Volver a blogs
Una figura solitaria se encuentra en un puente de piedra arqueado entre acantilados rocosos y frondosos árboles, simbolizando la tranquilidad, la soledad y el desafío de dar el primer paso en un proceso de cambio personal, reflejando la dificultad de iniciar la transformación.

3 min de lectura

Avanzar, aunque dé miedo

Redactado el 20 de enero de 2025 a las 10:50

El miedo no es el problema (aunque lo parezca)

Cuando algo importa de verdad, el miedo aparece. No como un fallo, sino como una reacción natural ante lo desconocido. El problema empieza cuando el miedo deja de ser una experiencia y se convierte en el criterio para decidir.

En ese punto, la pregunta ya no es qué quieres hacer con tu vida, sino si te sientes lo suficientemente segura como para hacerlo. Y esa espera (tan lógica y comprensible), suele convertirse en una forma silenciosa de bloqueo.

La trampa de “Cuando esté preparad@”

Quizá te suene este patrón: pensar un poco más, entenderlo mejor, ganar claridad, esperar el momento adecuado.

Todo eso puede aliviar a corto plazo. Darte sensación de control. Pero si la condición para avanzar es sentirte tranquila, segura o convencida al 100%, el movimiento se pospone indefinidamente.

No porque falte capacidad, sino porque el miedo nunca termina de irse del todo cuando estamos ante algo que importa.

Insistir en eliminar el malestar antes de actuar es una de las trampas más sofisticadas del miedo.

Lo que solemos confundir

Avanzar no es hacerlo sin miedo.

Avanzar no es tenerlo claro.

Avanzar no es estar preparada.

Avanzar es decidir qué lugar ocupa el miedo frente a aquello que quieres cuidar, construir o cambiar. Es dejar de tratar esa sensación como una señal de stop permanente y empezar a verla como parte del precio de vivir con dirección.

Desde un enfoque contextual, el malestar no es un error del proceso: es parte del proceso.

Cuando el miedo deja de mandar

Esto no va de forzarte ni de exponerte sin criterio, sino de algo más fino: de no seguir organizando tu vida en función de lo que intentas evitar sentir.

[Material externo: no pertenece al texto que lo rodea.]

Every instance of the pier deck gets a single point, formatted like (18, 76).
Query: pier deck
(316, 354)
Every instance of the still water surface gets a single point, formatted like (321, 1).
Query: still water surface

Porque cada vez que esperas a no tener miedo, algo se va estrechando: decisiones que no tomas, conversaciones que aplazas, cambios que sabes que necesitas… pero que sigues posponiendo.

Y no es que no quieras avanzar…

Es que nadie te enseñó que se puede avanzar así.

Cambiar la pregunta

A veces el giro no está en cómo dejar de sentir miedo, sino en atreverte a preguntarle al espejo:

  • ¿Qué estoy dejando de hacer por evitar esta sensación?
  • ¿Qué dirección tiene mi vida cuando el miedo decide por mí?
  • ¿Qué pequeño paso sería coherente con lo que es importante, incluso ahora?

No hablamos de grandes gestos. Hablamos de movimientos posibles. De pasos que no eliminan el miedo, pero sí devuelven la sensación de estar eligiendo.

En definitiva

Avanzar no suele ser la consecuencia de sentirse mejor. Suele ser el proceso a través del cual empezamos a vivir de forma más alineada con lo que importa, incluso cuando el miedo sigue ahí.

Por ello, quizá la cuestión no se trate de esperar a que llegue el momento perfecto, sino de permitirnos avanzar con él, cuando lo que está en juego es una decisión que hace de nuestra vida un lugar más valioso.